Building the Underworld of the Series
The second book expands everything introduced in Echoes. The Ridge was a threshold; Book 2 explores what lies beyond it. I wanted readers to feel like they were descending — not into a cave or a tunnel, but into a deeper understanding of the world itself.
This is where the idea of the world beneath took shape:
not a literal underground realm, but a network of old pathways, forgotten chambers, and places where time folds in on itself. The land isn’t just alive — it’s layered.
The Shift in Tone
Writing Book 2 meant shifting from atmospheric mystery to active discovery. The characters aren’t just sensing the Echoes anymore; they’re interacting with them, interpreting them, and realizing they’re part of something much older and much larger.
The tone becomes:
more urgent
more expansive
more dangerous
more mythic
But it still keeps the quiet, eerie heartbeat of the first book.
What Inspired the Depth
A lot of this book came from the feeling you get when you’re hiking and stumble across something unexpected — an old foundation, a forgotten trail marker, a place that feels like it used to matter. Those moments became the blueprint for the hidden world beneath the surface.

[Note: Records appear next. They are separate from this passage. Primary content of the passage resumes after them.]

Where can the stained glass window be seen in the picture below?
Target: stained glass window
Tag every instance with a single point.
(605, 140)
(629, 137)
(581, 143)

I wanted the reader to feel like they were uncovering something that had always been there, waiting.
Expanding the Mythology
Book 2 is where the Old Ones stop being a rumor and start becoming a presence. Not fully revealed — they’re patient — but unmistakably real. Their influence stretches through:
the Echoes
the land’s memory
the strange distortions in time
the families tied to the Ridge
the travelers who sense more than they understand
This book lays the foundation for the larger arc of the series.
Looking Back Now
When I revisit The World Beneath Our Feet, I see the moment the series truly found its scale. Echoes was intimate; Book 2 is expansive. It’s the point where the story stops being about one place and becomes about the entire world — and the forces beneath it.
It’s also the book where I realized the Old Ones weren’t just background mythology. They were waiting for their moment.